Numa terra de "santos" – (e outros tantos "pecadores") - ali ao lado no Cine São Pedro, depois dos "Canhões de São Sebastião", com Anthony Quinn, em matinée não aconselhável a menores de 13 anos, outras peças de artilharia ficariam em sentido, com sessão dupla, do "Garganta Funda" na soirée a dois passos daqueles preliminares tão pueris. Sim só o podiam ser quando por comparação, - e tudo na vida se mede por comparação -, quando a página do pasquim local, no cartaz das sessões de cinema, sob o título do clássico da malograda Linda Lovelace "advertia" : "avisamos o exmo público que este filme é imoral e pornográfico. Com este aviso não pretendemos fazer publicidade, pelo contrário, aconselhamos o público a não ver este filme. No entanto dentro dum conceito de liberdade, para aquele espectador mais exigente, apresentamos o filme com o objectivo de o levar a saber meditar naquilo que deve ou não deve ver". À escala da puberdade não lhe fora dado "saber meditar" sobre o que "devia ou não ver" !? Só se lamentava de não ver mais detalhes dos rendilhados dela quando
a tela do ecrã escurecia com uma passagem menos luminosa. Esse momento era a senha para que o par do lado, "dando-lhe sempre em quente", engrenasse a respectiva caixa de velocidades manual, dando prego a fundo até à curva mais próxima a cada segundo de escuridão que o túnel do cinema consentia. A anos-luz dessa penumbra tinha agora consciência do ridículo daquele teenager daydreaming, e não havia nada mais mainstream, como uma pastilha elástica, do que o "Grease" e o sonho de uma noite de verão americana. Entre discos perdidos encontrara a banda sonora do filme em duplo-vinil. Entalado entre outros discos de época, mais concretamente o "American Prayer", desse intemporal pregador dionisíaco que sempre seria Jim Morrison, e o "Parallel Lines", dessa diva da pop que sempre seria Debbie Harry, ambos de 1978, lá estava a banda sonora do "Grease". Morrison imortalizara-se aos 27 numa morte misteriosa, Debbie Harry desmazelara-se com a idade e fez um obsceno comeback com uma cançoneta em que, entre inanidades, repetia o mesmo refrão : "Maria...you got to see her" ! Patético e deprimente. Tão inútil quanto a banda sonora do "Grease". Porém, não era de todo inútil pois por um acaso, no invólucro de um dos discos, encontrou um recorte da Debbie Harry contemplando o esplendor da sua melhor juventude.

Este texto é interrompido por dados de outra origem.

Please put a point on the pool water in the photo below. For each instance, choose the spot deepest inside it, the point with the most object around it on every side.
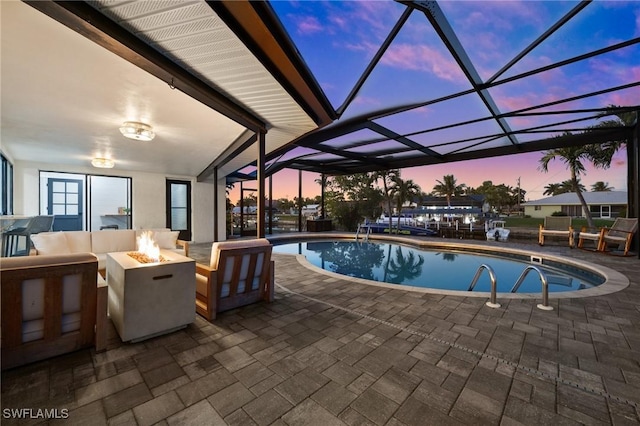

Resolveu acompanhar aquela imagem da "Blondie" com um bourbon...sem gelo como é de Homem. Arrumou o duplo LP com a pastelona banda sonora do "Grease" e meteu-a num envelope do correio que, no dia seguinte, endossaria para ela como um teaser para a memória daquela matinée. Subliminarmente atiçado pela "Blondie" viçosa, e não pela matrona rançosa que regressara "à vida" para compor as royalties da sua reforma, recordou-se daquele single catchy como um canto de sereia lançado na classe de 80. "Call Me" ! "Call me on the line/ Call me, call me anytime/ Call me my love you can call me any day or night/ Call me/ Cover me with kisses, baby/ Cover me with love...I’ll never get enough." Ummm ! O aguilhão da nostalgia picava-o e sentiu a crescer nele o desejo de lhe ligar. Atenuou o mesmo e fustigou-se com uma plangente "Sonata de Kreutzer" de Beethoven. Quando acabasse o bourbon, com ou sem "sonata", fecharia o envelope que lhe remeteria no dia seguinte por correio azul e selado, não com brilhantina, mas com a viscosidade da saliva agridoce aquecida pelo shot de Jack Daniels em saúde e memória à Debbiezinha. "Oi Debbiezinha...lembra do animal ?" Damn ! Essa era outra canção, dum tal Gabriel o Pensador, rodopiando no carrossel da sua memória, mas em fundo, num mashup inconsciente, ficara no arquivo do soundcloud a pancada dos Blondie a provocar-lhe : "Call Me" !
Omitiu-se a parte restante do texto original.